PERÉZ, Francisco de Sales. "PESADILLA", en: El Cojo Ilustrado (Caracas) (19): 314-315, 1 de octubre de 1892.




Pesadilla


    Después de uno de esos días aciagos, en que todo conspira a ponernos de relieve la corrupción de la época, y toda la hez que hay en el fondo del corazón humano, no parecerá extraño que mi espíritu abatido y mi cerebro calenturiento, no me permitie­ran conciliar un sueño tranquilo.
   ¡En vano apelaba a los recuerdos agradables, y m­e fijaba en aquello que es bálsamo de todas las heridas, y  manantial, siempre fresco, de alegrías para mi corazón -los se­res queridos de mi hogar!
    Seguían chocándose en mi pensamiento las mil ideas que me atormentaban, tristes unas, amargas otras, desesperantes las más.
    Yo no sé si estaba dormido o despierto en mi sillón de estudio, pero yo he visto pasar ante mis ojos una multitud de som­bras, que representaban las ideas que me habían dominado en el día.

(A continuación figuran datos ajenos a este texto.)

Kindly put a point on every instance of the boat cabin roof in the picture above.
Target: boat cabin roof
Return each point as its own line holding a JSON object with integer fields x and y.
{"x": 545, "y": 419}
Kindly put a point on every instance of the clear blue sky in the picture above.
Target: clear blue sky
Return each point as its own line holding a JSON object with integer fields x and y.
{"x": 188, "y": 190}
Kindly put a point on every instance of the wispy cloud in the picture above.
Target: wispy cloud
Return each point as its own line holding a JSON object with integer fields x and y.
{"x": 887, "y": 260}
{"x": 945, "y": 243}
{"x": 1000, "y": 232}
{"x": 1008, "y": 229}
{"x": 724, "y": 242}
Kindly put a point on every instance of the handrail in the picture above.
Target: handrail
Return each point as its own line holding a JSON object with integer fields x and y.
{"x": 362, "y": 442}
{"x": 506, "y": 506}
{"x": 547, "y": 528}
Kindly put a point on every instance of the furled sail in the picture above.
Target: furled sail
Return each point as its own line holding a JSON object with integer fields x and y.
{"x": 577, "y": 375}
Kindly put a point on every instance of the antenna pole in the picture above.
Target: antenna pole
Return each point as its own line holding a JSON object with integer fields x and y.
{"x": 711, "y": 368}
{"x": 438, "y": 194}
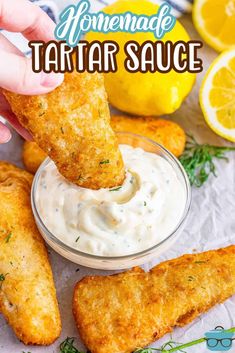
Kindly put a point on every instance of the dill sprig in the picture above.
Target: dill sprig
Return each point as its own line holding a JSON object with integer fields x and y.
{"x": 166, "y": 347}
{"x": 67, "y": 346}
{"x": 197, "y": 160}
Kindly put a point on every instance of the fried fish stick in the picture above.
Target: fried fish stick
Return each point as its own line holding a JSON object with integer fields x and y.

    Pasó primero la Verdad.
    Era una criatura bella, con formas de mujer y vestiduras de arcángel; tenía alas y diadema.

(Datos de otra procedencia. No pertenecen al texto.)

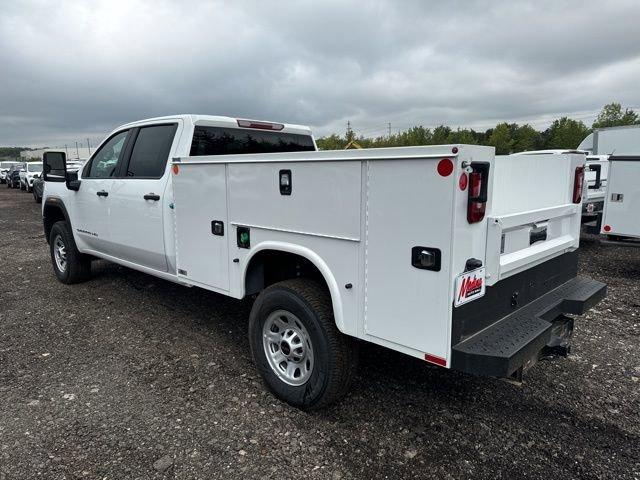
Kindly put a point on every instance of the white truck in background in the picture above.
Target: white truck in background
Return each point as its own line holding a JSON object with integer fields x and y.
{"x": 446, "y": 253}
{"x": 620, "y": 141}
{"x": 619, "y": 219}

    Dejaba ver en la majestad de su figura que no era hija de los hombres.
    La llevaban maniatada, de pie sobre un carro, tirado por leones, que rugían vol­viendo hacia ella la cabeza.
    La escoltaba una muchedumbre inmensa, en que lucían trajes de todos los pueblos de la tierra.
    En las primeras filas iban reyes, magis­trados, guerreros, tribunos y mujeres que revelaban costumbres ligeras en sus ador­nos y ademanes.
    Después seguían gentes de todos los gremios sociales.
    Cada uno arrojaba sobre la prisionera el lodo que encontraba a su paso, y la Verdad volvía la mirada tranquila, como si aquellos, ultrajes fuesen más bien una ovación,
    En medio de la multitud, iban grupos de niños y de gentes sencillas que marchaban tristes, sin comprender el objeto de aquella que parecía fiesta infernal.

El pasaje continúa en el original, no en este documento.